Locally connected for sub space topology of $\Bbb R^2$

Question

Consider the following subspace $X:=\Bbb R^2\setminus(\Bbb Q\times \Bbb Q)$ of $\Bbb R^2$, where $\Bbb R^2$ with the usual topology. I would like to check this space in the terms of various kinds of connectedness.

$X$ is a path connected by using the fact says "$\Bbb R^2\setminus K$ is path-connected for any countable set $K$" as $\Bbb Q\times \Bbb Q$ is countable. In particular, $X$ is connected. Is that right?

Next, I would like to check locally connected but I found it hard by using the definition. Any idea?

Answer 1

Your argument as to the path-connectedness of $\Bbb R^2\setminus \Bbb Q^2$ is correct, if that fact is indeed allowed to be used (i.e. is part of your curriculum or an earlier exercise).

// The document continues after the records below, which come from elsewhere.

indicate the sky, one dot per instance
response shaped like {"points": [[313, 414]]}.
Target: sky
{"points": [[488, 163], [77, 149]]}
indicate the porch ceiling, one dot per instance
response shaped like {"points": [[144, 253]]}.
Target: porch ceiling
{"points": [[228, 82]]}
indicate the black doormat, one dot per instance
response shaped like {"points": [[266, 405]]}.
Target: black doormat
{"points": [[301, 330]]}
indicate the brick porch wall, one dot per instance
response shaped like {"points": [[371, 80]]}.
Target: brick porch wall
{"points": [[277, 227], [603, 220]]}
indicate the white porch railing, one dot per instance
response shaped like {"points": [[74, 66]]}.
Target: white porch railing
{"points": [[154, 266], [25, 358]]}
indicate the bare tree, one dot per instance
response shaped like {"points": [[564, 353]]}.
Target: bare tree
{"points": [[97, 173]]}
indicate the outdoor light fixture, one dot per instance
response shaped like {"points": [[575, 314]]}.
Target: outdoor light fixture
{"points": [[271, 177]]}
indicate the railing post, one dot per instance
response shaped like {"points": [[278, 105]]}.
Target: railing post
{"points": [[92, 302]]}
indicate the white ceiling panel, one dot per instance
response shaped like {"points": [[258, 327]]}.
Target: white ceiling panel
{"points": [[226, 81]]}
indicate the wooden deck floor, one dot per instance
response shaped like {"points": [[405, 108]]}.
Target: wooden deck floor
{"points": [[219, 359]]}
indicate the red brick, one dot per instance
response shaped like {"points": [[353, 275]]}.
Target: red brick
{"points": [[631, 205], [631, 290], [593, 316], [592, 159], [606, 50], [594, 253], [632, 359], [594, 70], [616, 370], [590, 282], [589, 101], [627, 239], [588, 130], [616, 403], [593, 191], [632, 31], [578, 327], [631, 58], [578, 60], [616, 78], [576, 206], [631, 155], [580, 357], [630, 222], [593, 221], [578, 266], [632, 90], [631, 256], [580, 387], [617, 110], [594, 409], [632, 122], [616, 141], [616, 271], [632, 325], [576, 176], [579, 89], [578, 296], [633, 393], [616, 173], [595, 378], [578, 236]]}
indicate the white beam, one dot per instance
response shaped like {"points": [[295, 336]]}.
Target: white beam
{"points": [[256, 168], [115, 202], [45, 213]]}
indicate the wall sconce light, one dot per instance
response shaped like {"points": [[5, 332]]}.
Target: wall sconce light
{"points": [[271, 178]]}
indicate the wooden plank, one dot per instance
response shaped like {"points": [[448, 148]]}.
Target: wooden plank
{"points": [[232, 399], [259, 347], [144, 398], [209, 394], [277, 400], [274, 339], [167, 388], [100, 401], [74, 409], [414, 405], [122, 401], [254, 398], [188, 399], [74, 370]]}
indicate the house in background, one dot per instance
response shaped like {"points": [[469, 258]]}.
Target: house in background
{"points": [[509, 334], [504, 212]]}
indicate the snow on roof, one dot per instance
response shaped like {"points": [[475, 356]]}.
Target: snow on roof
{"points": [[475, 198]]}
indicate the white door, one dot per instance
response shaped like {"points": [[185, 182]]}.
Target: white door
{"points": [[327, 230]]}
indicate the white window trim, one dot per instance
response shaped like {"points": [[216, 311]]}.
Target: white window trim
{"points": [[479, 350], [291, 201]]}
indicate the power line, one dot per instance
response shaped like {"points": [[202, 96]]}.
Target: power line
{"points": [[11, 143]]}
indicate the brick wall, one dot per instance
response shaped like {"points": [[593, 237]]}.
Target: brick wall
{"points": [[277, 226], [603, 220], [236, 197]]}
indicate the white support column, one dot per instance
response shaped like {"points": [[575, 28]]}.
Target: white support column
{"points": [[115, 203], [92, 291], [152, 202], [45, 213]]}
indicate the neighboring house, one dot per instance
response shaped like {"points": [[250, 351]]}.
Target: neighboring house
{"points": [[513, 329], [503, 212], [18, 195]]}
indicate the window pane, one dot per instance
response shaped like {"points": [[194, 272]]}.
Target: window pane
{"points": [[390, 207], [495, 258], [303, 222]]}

One local base of neighbourhoods of a point $(x,y) \in X$ is sets of the form $(x-r,x+r) \times (y-r,y+r)\setminus \Bbb Q^2$ for $r>0$ (just a local base at $(x,y)$ intersected with the subspace $X$. As open intervals are homeomorphic to $\Bbb R$, the same fact applies and $X$ is locally path-connected as well.

Answer 2

Looks right. If you have two points in $R^2-K$ say $a$ and $b$ then one can draw uncountable many circles passing through these two points. Since each such circle is determined by its radius $r$ and any (sufficiently large) value of $r$ would generate different arc. Since $K$ is countable there is an arc without points from $K$ i.e. contained in $R^2-K$. The second part is kind of similar though here we use, kind of local path connectness. That is if a disk $D$ (in $R^2-K$) is not connected then it could be represented as a sum of two non empty, disjoint open sets, say $A$ and $B$. But then if $a\in A$ and $b\in B$ by the argument as above, there is arc joining $a$ and $b$ contained in $D$. In words, we have an arc which can be represented as a sum of two disjoint open sets (i.e. $arc\cap A$ and $arc\cap B$) which is not possible.